I can't pinpoint the exact moment when I started harboring these feelings for Jude.

The day I first laid eyes on her, sitting so serenely in the library, completely immersed in her own world. Her face concentrated, her burnette hair tied back in a ponytail, hands half-buried in the sleeves of her hoodie. In that moment, she exuded a sense of peace that I had never experienced before.

Then the second time, I witnessed her being dragged away by an exuberant Jules who had taken it upon herself to protect Jude after she had shown kindness to her. In Jules' eyes, that act of kindness warranted protection. And that was the first time I found myself standing close to her, feeling the warmth of her presence enveloping me.

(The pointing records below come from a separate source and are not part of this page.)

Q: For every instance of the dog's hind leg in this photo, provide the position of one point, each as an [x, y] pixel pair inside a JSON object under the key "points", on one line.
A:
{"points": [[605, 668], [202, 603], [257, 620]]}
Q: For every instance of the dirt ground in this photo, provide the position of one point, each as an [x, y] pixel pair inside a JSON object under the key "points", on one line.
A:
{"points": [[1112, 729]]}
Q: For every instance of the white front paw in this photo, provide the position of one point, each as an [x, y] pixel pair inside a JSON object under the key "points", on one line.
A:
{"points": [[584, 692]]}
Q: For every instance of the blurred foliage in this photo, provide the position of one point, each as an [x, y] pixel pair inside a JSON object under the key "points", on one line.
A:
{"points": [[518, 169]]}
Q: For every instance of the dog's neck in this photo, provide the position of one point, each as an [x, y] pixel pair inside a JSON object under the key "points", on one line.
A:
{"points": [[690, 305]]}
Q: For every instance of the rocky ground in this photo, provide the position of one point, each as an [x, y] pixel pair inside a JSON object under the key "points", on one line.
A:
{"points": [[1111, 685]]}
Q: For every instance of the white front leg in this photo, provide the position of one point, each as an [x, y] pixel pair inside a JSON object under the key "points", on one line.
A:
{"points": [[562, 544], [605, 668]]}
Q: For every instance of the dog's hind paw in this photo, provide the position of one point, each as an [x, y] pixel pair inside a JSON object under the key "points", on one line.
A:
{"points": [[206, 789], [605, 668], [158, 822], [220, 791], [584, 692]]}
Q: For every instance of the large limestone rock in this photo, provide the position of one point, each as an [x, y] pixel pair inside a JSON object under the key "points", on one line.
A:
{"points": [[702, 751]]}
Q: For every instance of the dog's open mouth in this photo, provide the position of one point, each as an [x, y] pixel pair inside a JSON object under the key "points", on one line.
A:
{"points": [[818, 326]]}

Subsequent encounters only deepened my admiration for her. I observed her quietly engrossed in her books, seeking solace in their pages, far removed from the hustle and bustle of the world around her.

One such instance was when I caught her engrossed in a not so innocent book, far removed from the prying eyes of others. There was a mischievous glint in her eyes as she devoured the pages as if she were indulging in a guilty pleasure.

Despite her attempts to conceal it, Jude's that side intrigued me, drawing me in like a moth to a flame. And then there was the unexpected encounter, when she snuck up on me that day on streets, catching me off guard with a quick peck on the lips. It was a fleeting moment but it left an indelible mark on my heart.

It seemed that wherever I turned, she was there. And in each of these instances, Jude embodied a sense of peace that seemed to elude me at every turn.

Her presence brought a newfound sense of calm into my chaotic existence. For that, I couldn't help but be drawn to her, even if she didn't feel the same way about me.

Liking someone is right but it is wrong to force someone into a relationship, to disregard their feelings and autonomy in favor of your own desires. And that's what I did, I knew this deep down.

I fucked up bad. I know.

When I stood there, hand in hand with Jude in front of the entire college, claiming her as my girlfriend, it felt like the right thing to do. I had convinced myself that by claiming her publicly, I was staking my claim and warding off any potential rivals.

But now after Jude's outburst, I reflected on my actions once again, I realized how misguided and selfish I had been with her. Jude deserved better than to be treated like a prize to be won or a possession to be guarded. She is a human with her own thoughts and feelings, and I had no right to dictate the course of her life or relationships.